Sesame in a Clustered environment

Sesame has one major advantage in a clustered environment, it stores its content in a database. Im not saying this is good thing, but it just makes it easier to deploy in a clusterd environment where the only thing that is shared is the database. It should be relatively easy to make it work OOTB with Sakai… however, it looks like the default implementation of the Sesame RDBMS Sail driver (this is the RDF Repository abstraction layer) like to get a jdbc url, user name and password. This would be Ok, except that Sakai likes use a Data source.

The solution appears to be to extend various classes within the Sesame core rdbms implementation so that whenever a connection is required it comes from the Sakai data source rather than some separately managed JDBC pool.

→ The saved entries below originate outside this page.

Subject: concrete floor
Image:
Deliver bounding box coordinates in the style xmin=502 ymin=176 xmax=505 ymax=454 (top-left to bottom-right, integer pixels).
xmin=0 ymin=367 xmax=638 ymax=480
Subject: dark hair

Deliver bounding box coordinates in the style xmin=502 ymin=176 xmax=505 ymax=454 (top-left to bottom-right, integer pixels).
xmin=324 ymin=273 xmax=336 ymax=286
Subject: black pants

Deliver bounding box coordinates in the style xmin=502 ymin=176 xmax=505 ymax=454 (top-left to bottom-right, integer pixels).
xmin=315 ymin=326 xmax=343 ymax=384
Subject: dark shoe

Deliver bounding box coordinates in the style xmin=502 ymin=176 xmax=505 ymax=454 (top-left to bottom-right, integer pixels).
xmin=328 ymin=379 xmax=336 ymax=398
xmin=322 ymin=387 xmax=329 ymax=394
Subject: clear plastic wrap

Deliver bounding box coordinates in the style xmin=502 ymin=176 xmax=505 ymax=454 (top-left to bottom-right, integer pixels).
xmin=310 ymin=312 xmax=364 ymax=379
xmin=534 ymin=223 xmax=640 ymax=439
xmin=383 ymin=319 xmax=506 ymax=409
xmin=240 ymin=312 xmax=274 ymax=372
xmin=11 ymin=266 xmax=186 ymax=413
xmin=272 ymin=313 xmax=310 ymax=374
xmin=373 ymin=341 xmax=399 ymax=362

Its not clear at the moment is Sesame is scalable enough to handle the potential number of triples that Sakai will generate. The tests of the Lucene part of the search engine were indexing about 5GB of data representing about 100,000 documents. Performance was perfectly acceptable. If the same document set was to put into a triple store, we will see at least 2M triples, and thats before we start to add in any work site ontology beyond the standard Sakai ontology.

If we get to this size of RDF store, we should also consider using Kowari but with an entirely native index format we might have to employ similar techniques to those used in the Lucene clustered search to make it work. Alternatively we could look at a dedicated RDF server… although I suspect that this would be too much deployment effort for most users.